Christopher Williams: Open Letter – The Family Drama Refunctioned? (From the Point of View of Production)

Christopher Williams studied under the legendary West Coast artist John Baldessari, and boy, does it show. His work has that exact same balance of conceptual rigour and too-cool-for-school styling, as revealed in this sly little headache of an exhibition.

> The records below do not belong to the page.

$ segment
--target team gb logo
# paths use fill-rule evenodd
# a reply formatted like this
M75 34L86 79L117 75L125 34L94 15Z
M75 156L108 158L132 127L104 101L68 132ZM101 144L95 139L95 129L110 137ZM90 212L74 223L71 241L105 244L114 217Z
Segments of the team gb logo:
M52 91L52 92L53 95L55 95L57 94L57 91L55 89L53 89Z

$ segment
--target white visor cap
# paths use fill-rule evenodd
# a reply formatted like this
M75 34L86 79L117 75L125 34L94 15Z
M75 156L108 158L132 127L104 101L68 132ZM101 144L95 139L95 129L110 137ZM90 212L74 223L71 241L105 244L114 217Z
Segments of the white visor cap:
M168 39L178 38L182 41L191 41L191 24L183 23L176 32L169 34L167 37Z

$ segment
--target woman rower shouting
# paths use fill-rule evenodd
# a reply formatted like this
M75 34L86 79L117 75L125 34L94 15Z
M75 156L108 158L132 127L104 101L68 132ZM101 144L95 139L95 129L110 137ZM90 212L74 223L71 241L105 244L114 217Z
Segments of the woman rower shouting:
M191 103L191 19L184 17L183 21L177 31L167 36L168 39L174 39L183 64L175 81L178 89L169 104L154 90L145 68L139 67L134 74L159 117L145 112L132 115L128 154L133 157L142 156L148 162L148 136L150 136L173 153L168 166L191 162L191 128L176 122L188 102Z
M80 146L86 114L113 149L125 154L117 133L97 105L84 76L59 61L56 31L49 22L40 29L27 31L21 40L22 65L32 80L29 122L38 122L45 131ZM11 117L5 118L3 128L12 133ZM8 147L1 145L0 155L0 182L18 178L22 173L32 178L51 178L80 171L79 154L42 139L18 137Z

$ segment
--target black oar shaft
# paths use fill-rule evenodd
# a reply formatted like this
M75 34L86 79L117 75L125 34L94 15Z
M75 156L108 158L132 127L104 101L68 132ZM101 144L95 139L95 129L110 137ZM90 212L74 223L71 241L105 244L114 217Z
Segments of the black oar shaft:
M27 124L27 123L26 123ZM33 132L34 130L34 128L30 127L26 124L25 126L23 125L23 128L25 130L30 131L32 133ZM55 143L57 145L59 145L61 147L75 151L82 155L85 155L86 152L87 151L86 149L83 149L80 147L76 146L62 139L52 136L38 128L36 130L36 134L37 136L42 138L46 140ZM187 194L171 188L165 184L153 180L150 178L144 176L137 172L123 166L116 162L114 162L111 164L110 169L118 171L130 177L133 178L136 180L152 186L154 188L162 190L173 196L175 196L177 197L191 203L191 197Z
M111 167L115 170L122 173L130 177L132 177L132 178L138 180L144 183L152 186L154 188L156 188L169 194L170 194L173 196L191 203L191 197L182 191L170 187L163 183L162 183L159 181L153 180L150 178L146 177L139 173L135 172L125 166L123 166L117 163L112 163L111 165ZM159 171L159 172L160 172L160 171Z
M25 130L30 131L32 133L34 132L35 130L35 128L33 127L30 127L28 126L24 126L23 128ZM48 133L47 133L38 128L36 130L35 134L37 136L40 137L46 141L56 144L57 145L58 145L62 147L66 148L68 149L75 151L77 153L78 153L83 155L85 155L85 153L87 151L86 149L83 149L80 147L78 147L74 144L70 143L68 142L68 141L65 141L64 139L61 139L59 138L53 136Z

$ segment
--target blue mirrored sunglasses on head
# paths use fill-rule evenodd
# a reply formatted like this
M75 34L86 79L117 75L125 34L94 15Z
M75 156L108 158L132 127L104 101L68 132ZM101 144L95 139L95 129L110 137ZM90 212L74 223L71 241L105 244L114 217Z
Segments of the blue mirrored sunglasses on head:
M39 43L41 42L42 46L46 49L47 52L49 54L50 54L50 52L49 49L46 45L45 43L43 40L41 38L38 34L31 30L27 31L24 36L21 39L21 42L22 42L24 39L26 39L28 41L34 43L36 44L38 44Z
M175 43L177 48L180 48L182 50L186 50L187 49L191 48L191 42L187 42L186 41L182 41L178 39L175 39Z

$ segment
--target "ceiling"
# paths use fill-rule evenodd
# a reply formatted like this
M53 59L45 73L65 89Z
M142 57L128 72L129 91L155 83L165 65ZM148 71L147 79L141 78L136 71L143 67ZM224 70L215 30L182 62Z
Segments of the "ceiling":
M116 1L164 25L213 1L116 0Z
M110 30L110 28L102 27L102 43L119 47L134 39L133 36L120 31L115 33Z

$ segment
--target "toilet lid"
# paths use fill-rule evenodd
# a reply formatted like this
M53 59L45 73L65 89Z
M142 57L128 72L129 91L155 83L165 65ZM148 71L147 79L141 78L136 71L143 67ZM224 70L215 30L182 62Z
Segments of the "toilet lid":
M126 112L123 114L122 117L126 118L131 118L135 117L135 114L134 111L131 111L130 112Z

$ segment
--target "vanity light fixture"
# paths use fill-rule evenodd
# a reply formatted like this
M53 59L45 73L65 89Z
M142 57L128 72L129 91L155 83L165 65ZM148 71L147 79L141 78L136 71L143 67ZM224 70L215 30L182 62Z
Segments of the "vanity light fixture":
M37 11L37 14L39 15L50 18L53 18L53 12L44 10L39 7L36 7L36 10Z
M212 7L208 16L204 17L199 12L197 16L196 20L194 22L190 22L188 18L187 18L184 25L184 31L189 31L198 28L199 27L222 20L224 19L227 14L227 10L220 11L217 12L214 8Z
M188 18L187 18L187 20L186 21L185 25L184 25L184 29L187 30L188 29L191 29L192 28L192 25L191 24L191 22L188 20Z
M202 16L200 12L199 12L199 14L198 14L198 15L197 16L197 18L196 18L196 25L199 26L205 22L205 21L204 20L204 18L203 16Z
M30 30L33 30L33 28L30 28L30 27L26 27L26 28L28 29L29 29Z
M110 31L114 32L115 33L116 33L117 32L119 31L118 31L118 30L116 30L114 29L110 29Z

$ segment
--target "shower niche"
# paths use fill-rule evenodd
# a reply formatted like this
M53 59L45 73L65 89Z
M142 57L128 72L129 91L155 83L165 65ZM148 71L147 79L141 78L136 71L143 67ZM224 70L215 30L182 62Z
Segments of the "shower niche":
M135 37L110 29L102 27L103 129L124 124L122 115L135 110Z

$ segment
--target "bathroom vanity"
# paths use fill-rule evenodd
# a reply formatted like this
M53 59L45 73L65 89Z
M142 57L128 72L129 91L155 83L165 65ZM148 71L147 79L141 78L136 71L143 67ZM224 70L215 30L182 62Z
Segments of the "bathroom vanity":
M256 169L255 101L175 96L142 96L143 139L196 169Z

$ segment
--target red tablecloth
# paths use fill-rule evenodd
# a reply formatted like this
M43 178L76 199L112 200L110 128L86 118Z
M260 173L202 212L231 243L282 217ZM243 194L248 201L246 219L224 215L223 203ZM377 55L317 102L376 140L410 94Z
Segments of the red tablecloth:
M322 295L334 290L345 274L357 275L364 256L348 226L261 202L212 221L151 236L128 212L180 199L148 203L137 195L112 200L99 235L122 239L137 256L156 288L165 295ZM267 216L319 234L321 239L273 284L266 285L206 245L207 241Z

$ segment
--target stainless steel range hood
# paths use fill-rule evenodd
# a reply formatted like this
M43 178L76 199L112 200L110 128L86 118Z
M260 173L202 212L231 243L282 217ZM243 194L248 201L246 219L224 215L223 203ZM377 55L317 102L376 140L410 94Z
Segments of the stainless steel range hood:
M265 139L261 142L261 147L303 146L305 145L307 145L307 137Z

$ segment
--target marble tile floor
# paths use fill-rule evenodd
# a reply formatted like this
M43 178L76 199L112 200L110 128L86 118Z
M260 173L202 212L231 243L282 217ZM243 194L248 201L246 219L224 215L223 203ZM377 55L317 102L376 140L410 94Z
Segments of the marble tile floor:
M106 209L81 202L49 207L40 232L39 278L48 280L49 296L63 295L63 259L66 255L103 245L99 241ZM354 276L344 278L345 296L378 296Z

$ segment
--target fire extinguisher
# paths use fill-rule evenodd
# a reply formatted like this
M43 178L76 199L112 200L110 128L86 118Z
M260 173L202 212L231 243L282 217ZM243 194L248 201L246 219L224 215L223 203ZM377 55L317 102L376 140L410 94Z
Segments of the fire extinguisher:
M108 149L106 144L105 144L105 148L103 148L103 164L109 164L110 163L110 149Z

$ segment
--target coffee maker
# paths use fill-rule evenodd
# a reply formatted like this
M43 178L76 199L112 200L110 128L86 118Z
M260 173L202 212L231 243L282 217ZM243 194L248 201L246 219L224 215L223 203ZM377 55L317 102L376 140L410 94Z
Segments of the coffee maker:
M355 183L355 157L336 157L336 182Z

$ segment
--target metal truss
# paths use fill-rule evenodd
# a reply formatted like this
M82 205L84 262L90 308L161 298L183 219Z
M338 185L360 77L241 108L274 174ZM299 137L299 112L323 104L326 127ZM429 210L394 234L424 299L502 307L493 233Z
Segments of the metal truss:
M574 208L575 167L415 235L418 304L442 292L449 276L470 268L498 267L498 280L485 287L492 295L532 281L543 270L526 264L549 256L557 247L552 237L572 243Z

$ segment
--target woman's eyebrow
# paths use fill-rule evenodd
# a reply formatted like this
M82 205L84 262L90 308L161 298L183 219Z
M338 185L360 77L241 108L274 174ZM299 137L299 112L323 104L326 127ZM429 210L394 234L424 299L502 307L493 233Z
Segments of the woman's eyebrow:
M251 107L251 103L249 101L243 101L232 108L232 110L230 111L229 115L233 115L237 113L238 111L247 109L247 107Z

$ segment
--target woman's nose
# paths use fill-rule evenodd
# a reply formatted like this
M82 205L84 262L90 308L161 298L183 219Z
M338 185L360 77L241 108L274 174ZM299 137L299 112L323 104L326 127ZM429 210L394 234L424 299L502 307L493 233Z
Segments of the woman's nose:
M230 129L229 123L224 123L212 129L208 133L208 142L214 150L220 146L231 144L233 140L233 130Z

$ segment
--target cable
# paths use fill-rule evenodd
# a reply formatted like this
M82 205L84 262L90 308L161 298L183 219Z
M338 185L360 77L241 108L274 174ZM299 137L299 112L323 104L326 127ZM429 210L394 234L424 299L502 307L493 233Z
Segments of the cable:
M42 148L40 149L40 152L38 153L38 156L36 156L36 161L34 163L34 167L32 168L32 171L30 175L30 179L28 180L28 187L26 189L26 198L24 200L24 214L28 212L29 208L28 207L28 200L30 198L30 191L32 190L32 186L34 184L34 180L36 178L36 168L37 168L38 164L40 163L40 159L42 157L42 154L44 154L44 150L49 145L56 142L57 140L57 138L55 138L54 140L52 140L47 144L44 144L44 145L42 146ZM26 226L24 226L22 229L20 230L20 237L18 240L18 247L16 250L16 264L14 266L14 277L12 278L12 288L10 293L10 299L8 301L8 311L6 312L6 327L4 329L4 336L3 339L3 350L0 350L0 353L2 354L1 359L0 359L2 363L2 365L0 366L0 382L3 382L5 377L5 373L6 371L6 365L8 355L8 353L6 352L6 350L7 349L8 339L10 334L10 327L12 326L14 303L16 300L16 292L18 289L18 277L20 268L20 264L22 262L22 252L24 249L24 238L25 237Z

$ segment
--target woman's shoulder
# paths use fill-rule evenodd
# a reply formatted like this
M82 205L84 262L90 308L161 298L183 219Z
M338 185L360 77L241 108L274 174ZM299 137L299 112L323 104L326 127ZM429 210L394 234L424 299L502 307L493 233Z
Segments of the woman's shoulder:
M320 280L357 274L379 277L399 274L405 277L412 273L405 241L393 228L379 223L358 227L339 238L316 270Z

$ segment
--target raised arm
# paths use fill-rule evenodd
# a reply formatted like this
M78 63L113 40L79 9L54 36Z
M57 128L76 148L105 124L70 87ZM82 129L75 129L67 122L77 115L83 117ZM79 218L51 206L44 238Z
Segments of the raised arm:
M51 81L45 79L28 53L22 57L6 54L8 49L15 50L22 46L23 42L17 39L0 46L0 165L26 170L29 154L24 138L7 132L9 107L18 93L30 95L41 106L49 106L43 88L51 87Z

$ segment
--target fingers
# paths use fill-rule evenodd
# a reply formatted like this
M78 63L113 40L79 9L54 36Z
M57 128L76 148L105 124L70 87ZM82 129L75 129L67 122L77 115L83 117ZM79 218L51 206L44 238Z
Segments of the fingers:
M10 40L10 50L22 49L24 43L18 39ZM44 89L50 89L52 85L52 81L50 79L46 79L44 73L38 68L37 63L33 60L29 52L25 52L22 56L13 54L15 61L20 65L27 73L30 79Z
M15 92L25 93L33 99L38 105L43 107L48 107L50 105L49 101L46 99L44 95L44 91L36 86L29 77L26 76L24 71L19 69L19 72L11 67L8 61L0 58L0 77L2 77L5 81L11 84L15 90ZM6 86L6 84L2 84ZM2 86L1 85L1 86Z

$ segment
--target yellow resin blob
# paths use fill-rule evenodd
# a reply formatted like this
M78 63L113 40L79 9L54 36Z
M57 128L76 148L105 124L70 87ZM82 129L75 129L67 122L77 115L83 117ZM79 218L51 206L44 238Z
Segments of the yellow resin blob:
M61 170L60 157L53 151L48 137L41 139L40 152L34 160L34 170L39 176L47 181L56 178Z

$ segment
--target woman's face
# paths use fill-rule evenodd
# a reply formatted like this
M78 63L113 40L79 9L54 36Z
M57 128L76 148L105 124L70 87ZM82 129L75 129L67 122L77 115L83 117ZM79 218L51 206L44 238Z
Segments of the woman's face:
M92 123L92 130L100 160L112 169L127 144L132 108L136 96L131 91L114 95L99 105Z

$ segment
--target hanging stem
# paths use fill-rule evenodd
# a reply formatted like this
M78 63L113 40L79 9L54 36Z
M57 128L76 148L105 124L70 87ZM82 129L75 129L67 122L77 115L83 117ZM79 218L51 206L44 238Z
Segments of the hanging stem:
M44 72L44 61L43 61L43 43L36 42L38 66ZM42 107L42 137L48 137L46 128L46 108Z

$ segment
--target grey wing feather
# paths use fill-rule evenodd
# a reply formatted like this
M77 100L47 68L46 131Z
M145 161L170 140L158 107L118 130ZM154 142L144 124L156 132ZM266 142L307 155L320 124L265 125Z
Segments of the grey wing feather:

This is a show of photography, about photography. Lots of the images feature such inoffensive subject matter that it barely registers on the eye: an ear of wheat against a cloudless sky; gleaming cookware; grinning blonde kids in the back of a car. More interesting are his cross-sectional pictures of camera lenses. These photographs of gleaming, intricate screws and components are essentially beautiful photographs of things that take beautiful photographs. That they're displayed on (purposely) battered stud walls covered in bits of masking tape only adds to the feeling that Williams is trying to say: 'Hey! Don't take everything you see at face value. There's always something else going on behind the scenes.'

But it's when you head upstairs to the first floor that things start to get truly baffling–since it's exactly the same as downstairs. Or… is it? The grinning blonde kids in this picture don't look quite so cheerful. If their smiles were for the camera in the downstairs image, this is where they think it isn't watching. More fool them. With Machiavellian glee, Williams seems to want to seduce us while showing us how he's seducing us, and deceive us while showing us how he's deceiving us. And if that sounds like he's having his (beautifully photographed) cake and eating it, well, so be it.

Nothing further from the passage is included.